Member of the National Assembly
- In office 19 August 2010 – 6 May 2014

Member of the North West Provincial Legislature
- In office May 1994 – May 2009

Personal details
- Born: Jerry Dimotana Thibedi 7 April 1954 (age 72) Makapanstad, Transvaal Union of South Africa
- Party: African National Congress
- Other political affiliations: South African Communist Party

= Jerry Thibedi =

South African politician

Jerry Dimotana Thibedi (born 7 April 1954) is a South African politician who represented the African National Congress (ANC) in the National Assembly from 2010 to 2019 and in the North West Provincial Legislature from 1994 to 2009. He was the inaugural Speaker of the North West Provincial Legislature between 1994 and 1999 and subsequently served in the North West Executive Council between 1999 and 2009 under Premiers Popo Molefe and Edna Molewa.

Formerly a prominent trade unionist and anti-apartheid activist in the Transvaal, Thibedi also served as Deputy Provincial Chairperson of the North West ANC from 1998 to 2005. He has been a member of the Central Committee of the South African Communist Party since 1998.

== Early life and education ==
Thibedi was born on 7 April 1954 in Makapanstad outside Hammanskraal in the present-day North West Province. He matriculated at Ithuteng Commercial School in Makapanstad in 1974. After the end of apartheid, he completed two diplomas at the Harvard Kennedy School and a master's in governance and political transformation at the University of the Free State.

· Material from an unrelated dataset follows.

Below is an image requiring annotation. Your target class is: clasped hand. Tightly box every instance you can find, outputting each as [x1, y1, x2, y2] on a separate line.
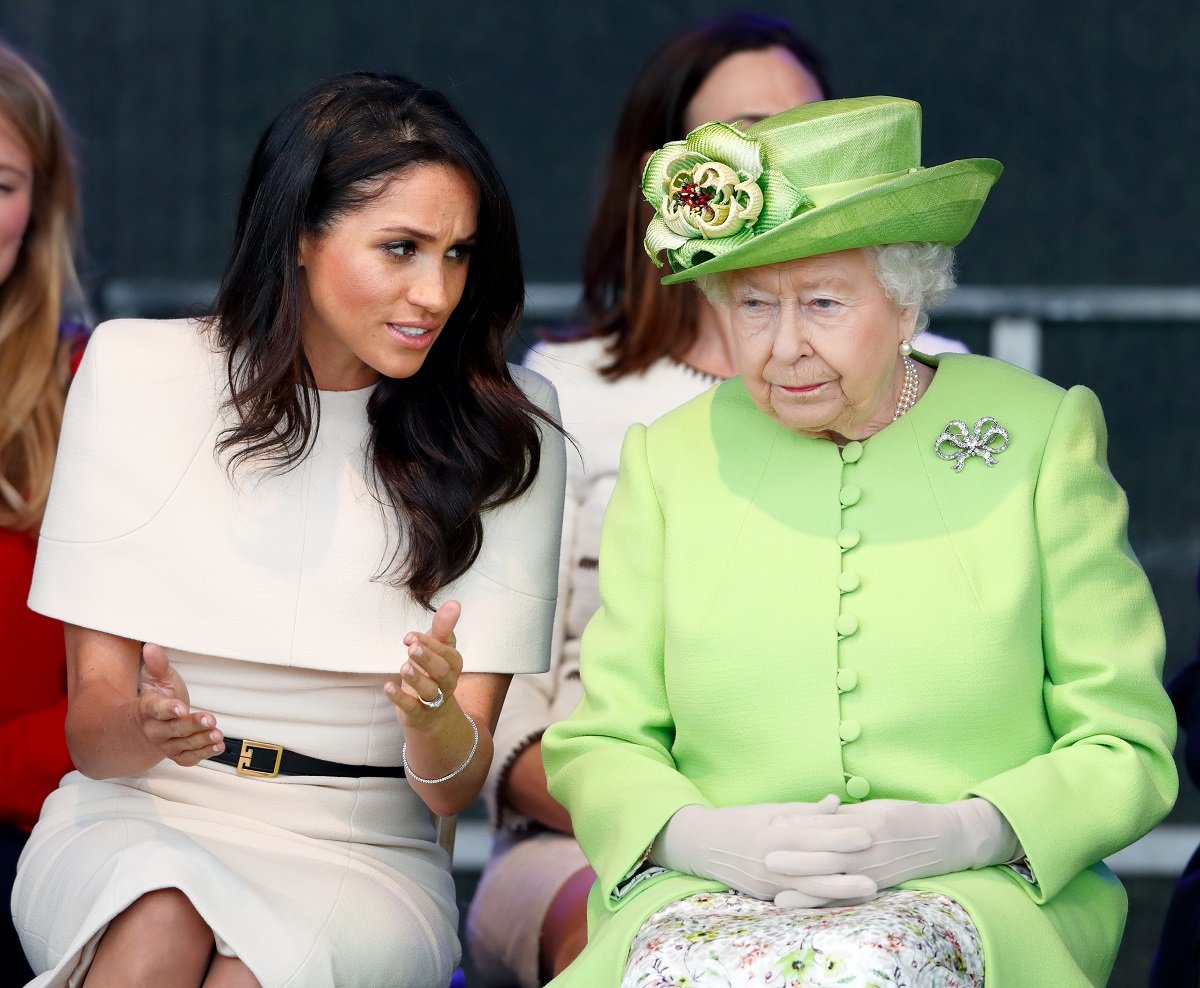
[656, 796, 1017, 908]
[653, 797, 877, 906]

== Trade union activism ==
After matriculating, Thibedi worked in industry, at Metropolitan Insurance in Mabopane and then as a laboratory inspector at Siemens in Rosslyn. In the latter position, from 1982, he served as a shop steward, and ultimately as a branch chairperson, for the Metal and Allied Workers' Union. In 1986, he was elected as the inaugural chairperson of the Northern Transvaal regional branch of the ANC-allied Congress of South African Trade Unions (Cosatu); he held that position until 1988, when he joined the National Union of Metalworkers of South Africa, where he worked until 1994. He was also an organiser for the United Democratic Front in the Transvaal from 1983 to 1991.

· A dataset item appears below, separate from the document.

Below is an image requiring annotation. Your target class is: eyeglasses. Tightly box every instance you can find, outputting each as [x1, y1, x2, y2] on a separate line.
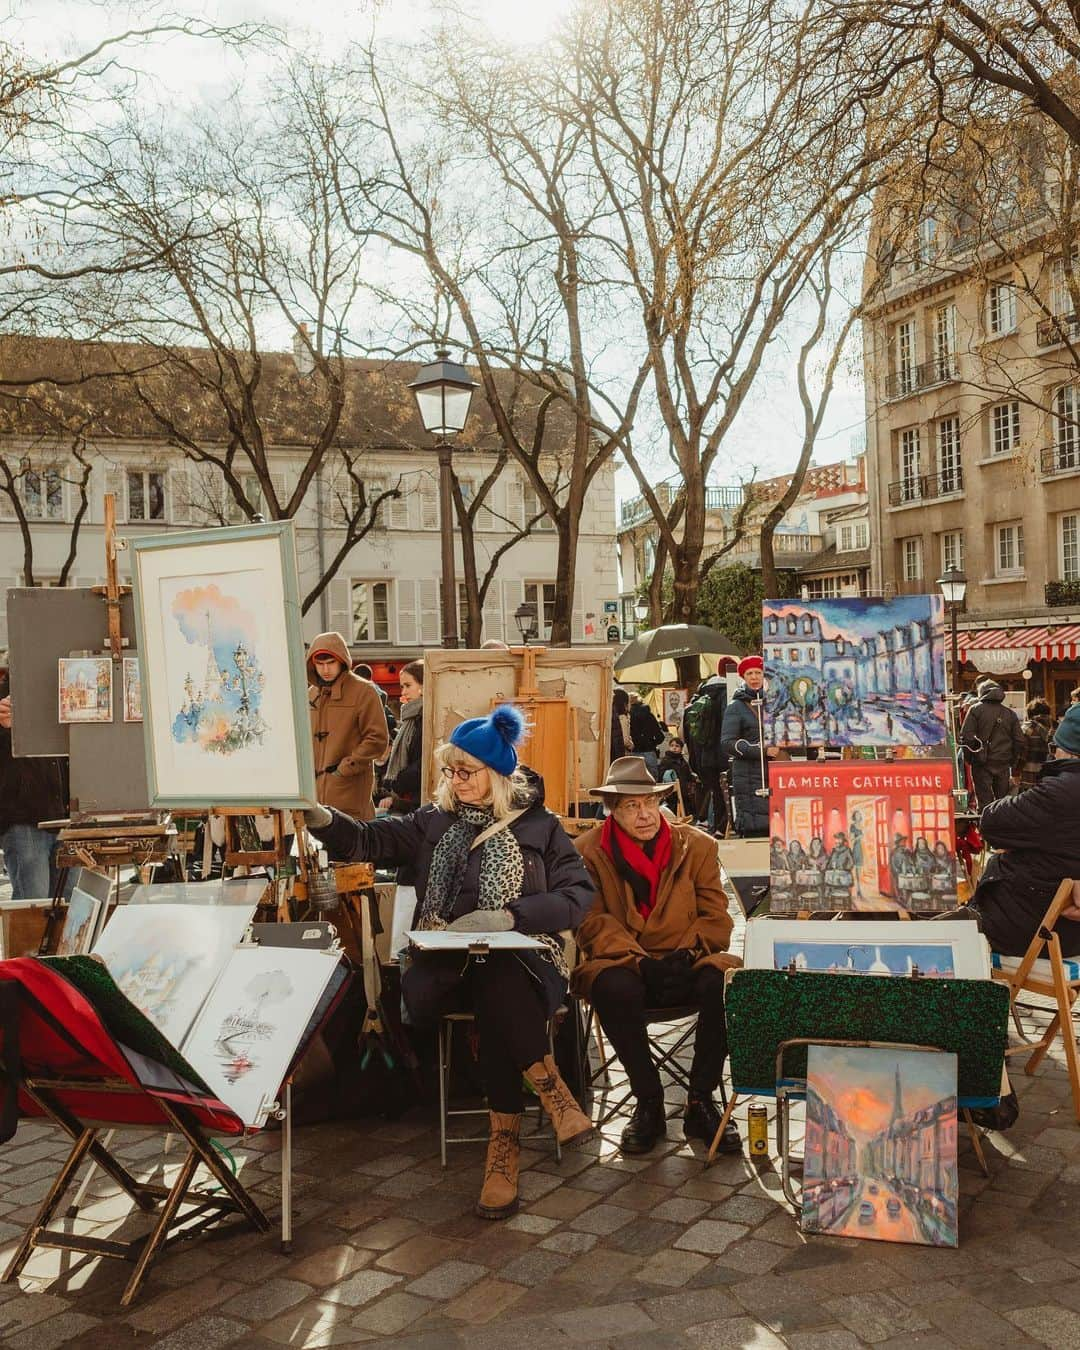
[440, 765, 486, 782]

Thibedi's union activism was closely intertwined with anti-apartheid activism, and in October 1987 his house in Mabopane was bombed by officers of the South African Police. He was inside the house, with his wife, sister, and young daughter, but all were largely unharmed in the attack. Almost a decade later, at the Truth and Reconciliation Commission, officers of the police's Security Branch applied for amnesty in connection with the attack, confessing to attempted murder and conspiracy to commit murder. The officers said that they – and notorious askari Joe Mamasela – had carried out the attack with a coffee tin packed with explosives, under orders to assassinate Thibedi because of his involvement in consumer boycotts in the Transvaal.

== Legislative career ==

=== North West Speaker: 1994–1999 ===
In South Africa's first post-apartheid elections in 1994, Thibedi was elected to represent the ANC in the North West Provincial Legislature, where he served as the inaugural Speaker of the North West Provincial Legislature from 1994 to 1999. In 1998, he was elected Deputy Provincial Chairperson of the ANC's North West branch, serving under Chairperson Popo Molefe; he served in that office until 2005, gaining re-election in 2002. Also in 1998, he was elected for the first time to the Central Committee of the South African Communist Party (SACP).

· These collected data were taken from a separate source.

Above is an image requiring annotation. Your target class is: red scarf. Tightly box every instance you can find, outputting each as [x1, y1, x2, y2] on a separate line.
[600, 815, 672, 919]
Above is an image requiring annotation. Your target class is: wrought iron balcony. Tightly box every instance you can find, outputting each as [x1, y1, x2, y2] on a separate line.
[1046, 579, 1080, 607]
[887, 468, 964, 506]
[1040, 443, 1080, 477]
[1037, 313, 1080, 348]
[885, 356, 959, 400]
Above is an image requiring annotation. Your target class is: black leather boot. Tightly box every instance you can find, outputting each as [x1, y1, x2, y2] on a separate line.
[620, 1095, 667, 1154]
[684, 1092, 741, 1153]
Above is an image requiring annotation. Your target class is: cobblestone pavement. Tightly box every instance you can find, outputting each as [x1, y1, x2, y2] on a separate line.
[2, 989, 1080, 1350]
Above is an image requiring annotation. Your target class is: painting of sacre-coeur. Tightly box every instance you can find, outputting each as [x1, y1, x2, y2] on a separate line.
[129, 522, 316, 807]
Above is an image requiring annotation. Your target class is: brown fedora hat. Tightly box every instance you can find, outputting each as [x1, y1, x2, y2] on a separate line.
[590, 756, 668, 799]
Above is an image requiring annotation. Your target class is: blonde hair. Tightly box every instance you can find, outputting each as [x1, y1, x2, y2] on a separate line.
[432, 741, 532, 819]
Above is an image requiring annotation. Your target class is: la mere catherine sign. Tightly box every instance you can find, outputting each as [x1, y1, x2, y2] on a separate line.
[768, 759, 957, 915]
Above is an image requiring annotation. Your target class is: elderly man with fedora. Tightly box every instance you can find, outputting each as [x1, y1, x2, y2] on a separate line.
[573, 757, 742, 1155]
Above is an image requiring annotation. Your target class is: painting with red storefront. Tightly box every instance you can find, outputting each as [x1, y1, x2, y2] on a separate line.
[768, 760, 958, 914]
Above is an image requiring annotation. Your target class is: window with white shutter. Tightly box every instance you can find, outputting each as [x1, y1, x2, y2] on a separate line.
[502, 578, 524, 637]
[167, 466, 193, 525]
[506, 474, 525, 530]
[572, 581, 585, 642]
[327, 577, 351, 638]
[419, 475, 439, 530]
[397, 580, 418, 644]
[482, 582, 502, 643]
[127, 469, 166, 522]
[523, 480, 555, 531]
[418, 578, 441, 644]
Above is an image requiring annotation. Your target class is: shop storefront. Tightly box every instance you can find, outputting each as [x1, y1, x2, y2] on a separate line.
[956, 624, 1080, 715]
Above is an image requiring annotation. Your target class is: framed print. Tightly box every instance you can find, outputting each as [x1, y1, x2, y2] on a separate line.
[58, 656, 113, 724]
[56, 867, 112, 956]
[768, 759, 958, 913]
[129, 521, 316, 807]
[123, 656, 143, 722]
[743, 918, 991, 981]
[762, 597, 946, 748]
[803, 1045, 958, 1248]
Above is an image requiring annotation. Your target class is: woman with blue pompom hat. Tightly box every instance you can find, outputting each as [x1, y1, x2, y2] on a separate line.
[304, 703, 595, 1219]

=== North West Executive Council: 1999–2009 ===
After the 1999 general election, Molefe, in his capacity as Premier, appointed Thibedi to the North West Executive Council as Member of the Executive Council (MEC) in the Office of the Premier with responsibility for Corporate and Traditional Affairs. He served in that office until a 2002 reshuffle saw him moved to a new portfolio as MEC for Roads and Public Works, where he remained until the end of Molefe's premiership.

Pursuant to the 2004 general election, he was re-elected to his third term in the provincial legislature and newly elected Premier Edna Molewa appointed him as MEC for Transport and Roads. He effectively remained in this portfolio throughout Molewa's term, though Molewa reconfigured it twice: in August 2005, he became MEC for Roads, Transport and Safety, and in May 2007, he became MEC for Public Works.

=== National Assembly: 2009–2014 ===
In the 2009 general election, Thibedi was not re-elected to the provincial legislature. Instead, on 19 August 2010, he was sworn in to fill a casual vacancy in the National Assembly, the lower house of the South African Parliament. In June 2013, he was elected to chair the Portfolio Committee on Rural and Agrarian Reform, succeeding Stone Sizani, who had been appointed Majority Chief Whip.

== Retirement ==
He did not stand for re-election to Parliament in 2014, but instead retired to Tshwane. He has served continuously in the SACP Central Committee since 1998 and was re-elected to the committee in 2022.